Monday, 1 May 2017

Dystopian Fiction: The Time Machine

I've continued my foray into dystopian fiction, with H.B.Wells 'The Time Machine'.

Very short book, and the Morlocks were far more creepy in the original work as oppose to the films. Late last night I was unable to fall asleep until I had gone around checking the locks on the doors etc.

However, there is something dissatisfying with this dystopian fiction. It is a little older, and perhaps it was a time for rather disconnected intellectuals. Something in this book which was kept out of the films by good judgement (in my opinion) was that after he has spent some time with the Eloi and the Morlocks, the Time Traveller goes further into the future, and the story is just a bit stupid.
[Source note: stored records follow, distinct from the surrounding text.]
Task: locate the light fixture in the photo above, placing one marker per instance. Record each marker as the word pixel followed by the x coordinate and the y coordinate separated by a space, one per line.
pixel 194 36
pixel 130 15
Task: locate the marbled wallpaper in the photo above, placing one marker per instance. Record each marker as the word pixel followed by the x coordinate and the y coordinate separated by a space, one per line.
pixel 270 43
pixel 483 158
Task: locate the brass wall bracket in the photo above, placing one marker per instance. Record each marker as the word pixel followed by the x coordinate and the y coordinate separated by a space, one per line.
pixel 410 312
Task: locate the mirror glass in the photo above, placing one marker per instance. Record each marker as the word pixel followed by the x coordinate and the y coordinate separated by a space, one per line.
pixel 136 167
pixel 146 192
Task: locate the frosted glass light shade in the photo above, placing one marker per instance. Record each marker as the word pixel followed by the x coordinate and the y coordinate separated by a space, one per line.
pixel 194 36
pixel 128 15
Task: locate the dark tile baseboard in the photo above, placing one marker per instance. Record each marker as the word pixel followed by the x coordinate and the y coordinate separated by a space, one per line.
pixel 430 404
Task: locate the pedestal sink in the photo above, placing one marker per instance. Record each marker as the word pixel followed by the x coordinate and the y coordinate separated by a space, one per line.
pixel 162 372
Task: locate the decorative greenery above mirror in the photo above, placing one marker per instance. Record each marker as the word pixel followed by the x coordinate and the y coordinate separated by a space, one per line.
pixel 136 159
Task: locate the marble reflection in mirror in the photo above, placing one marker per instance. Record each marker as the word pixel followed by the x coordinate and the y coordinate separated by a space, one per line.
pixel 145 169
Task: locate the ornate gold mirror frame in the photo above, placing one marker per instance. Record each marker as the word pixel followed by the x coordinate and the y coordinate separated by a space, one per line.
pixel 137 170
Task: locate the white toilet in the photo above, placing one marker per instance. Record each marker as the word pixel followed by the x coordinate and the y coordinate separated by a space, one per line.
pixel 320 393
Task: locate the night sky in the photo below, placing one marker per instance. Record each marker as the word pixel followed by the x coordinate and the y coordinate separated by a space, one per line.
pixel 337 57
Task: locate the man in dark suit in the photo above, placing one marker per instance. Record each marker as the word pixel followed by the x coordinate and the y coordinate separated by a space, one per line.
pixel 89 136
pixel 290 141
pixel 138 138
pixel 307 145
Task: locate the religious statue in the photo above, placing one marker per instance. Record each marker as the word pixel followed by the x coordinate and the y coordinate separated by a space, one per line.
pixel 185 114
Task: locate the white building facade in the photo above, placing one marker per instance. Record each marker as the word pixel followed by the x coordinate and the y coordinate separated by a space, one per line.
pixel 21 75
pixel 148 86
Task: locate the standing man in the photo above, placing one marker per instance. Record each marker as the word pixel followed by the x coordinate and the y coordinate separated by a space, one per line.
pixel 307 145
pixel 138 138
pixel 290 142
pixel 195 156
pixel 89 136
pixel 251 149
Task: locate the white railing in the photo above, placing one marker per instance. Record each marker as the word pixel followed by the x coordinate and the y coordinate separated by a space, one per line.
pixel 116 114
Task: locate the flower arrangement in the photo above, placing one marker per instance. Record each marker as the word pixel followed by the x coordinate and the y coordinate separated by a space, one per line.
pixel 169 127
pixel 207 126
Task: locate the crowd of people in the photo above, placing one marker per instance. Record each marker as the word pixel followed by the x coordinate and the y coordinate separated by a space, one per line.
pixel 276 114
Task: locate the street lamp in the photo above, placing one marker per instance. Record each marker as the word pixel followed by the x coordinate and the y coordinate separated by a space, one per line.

Missing from H.B.Wells conception of the universe is what might be called 'the emotional realm'. It is written from the perspective of a rather rational scientific approach and as a result things turn out in a way they do not in real life. Eccentric scientific theories take over the everything, effect everything and leave no room for real life that usually runs with a more emotional energy knitting everything together. (There is scientific precedence for this in string theory where emotional energy is known to complete strings and allow them to vibrate).

Put more simply; real life is made of intense passion and this is missing from Wells' conception of the universe. Any dystopian fiction might realise that that intense passion is very often negative. There is simply, no Islam in The Time Machine, 1984 or Brave New World (although Brave New World comes closer). There are no aggressive satanists. Passionate in their commitment to true evil. In the Time Machine, injustice has worked out because of a kind of subconscious mistake of nature, but we know in real life there are negative forces controlling, or attempting to control outcomes, from a position of malevolent planning (and, I should add, positive forces opposing them).

The Hunger Games capture this a little more with the abject cruelty of the games themselves and the egotistical, self righteous, ever vengeful anger of the governmental tyrants. The Hunger Games was written by a woman.

My next likely book is Stephen Kings 'The Stand'. Which is about 1300 pages long. It is the world after a plague has ravaged everything and then people start getting dreams of a 'dark prince'. Stephen King does at least capture that passionate evil of the negative.

Perhaps the reason negative religious passion is not captured in more fiction books is because of the response to Salman Rushdie. I'm sure there are plenty of good writers though that could knit together a story with that and other concepts.